KDE and Hotspot Workflow
replica_hotspot.RmdIntro
This vignette shows how to run a Kernel Density Estimate (KDE) and
Hotspot analysis using the data retrieved using
replicaToolkitR package. The goal of this document is not
to present a complete analysis but to showcase how easily it is to
implement such analyses using the data products created by
replicaToolkitR from Replica.
NOTE: This vignette uses data that comes from
replicaToolkitR, the user should have a precursory understanding of how to acquire this data themselves usingreplicaToolkitR::query_network_trip_using_bbox().
Data Overview
The data used in this analysis was acquired using the study area bounding box seen below.
Note: Any trip travelling though this zone is queried via
replicaToolkitR. This is done to account for all vehicles traveling on study area network links.

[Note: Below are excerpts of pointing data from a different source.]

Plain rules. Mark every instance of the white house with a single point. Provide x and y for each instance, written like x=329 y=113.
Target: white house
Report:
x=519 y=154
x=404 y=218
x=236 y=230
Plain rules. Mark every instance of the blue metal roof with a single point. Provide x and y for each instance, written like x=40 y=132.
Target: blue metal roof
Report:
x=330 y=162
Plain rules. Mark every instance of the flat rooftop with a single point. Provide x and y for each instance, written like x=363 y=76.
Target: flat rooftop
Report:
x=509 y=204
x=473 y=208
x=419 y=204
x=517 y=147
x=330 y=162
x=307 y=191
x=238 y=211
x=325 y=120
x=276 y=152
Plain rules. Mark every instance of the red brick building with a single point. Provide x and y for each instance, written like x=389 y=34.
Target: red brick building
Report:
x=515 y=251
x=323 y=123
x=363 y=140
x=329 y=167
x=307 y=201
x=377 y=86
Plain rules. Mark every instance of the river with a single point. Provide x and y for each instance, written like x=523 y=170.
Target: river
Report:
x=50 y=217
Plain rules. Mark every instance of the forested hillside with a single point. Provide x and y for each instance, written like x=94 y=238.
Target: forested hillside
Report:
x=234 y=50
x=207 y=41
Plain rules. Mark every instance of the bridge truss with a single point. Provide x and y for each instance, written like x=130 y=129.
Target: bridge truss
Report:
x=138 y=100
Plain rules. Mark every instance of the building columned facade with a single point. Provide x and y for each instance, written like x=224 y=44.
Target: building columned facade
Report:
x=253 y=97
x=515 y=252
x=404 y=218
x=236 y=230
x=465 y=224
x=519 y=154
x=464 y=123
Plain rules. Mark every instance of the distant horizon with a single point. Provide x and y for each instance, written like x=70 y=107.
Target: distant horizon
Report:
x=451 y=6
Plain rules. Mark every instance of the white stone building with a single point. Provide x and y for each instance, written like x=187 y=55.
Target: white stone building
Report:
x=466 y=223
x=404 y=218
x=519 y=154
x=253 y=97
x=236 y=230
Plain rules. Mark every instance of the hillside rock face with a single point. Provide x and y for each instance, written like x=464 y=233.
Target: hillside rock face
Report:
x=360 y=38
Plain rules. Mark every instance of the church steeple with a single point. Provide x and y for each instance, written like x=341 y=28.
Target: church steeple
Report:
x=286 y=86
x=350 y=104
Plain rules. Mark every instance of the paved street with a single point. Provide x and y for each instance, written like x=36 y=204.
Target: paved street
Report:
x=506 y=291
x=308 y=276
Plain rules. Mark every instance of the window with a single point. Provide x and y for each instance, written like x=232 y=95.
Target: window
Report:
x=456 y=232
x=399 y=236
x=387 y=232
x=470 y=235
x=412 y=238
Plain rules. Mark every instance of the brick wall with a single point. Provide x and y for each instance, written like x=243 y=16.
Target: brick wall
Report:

The full list of trips queried all listed below:
internal-to-internal: study area to study area tripsinternal-to-external: study area to external tripsexternal-to-internal: external to study area tripsexternal-to-external: external to external trips (through trips)
replicaToolkitR, however; filters for trips that only originate within the study area polygon when displaying or aggregating anything regarding trip origins.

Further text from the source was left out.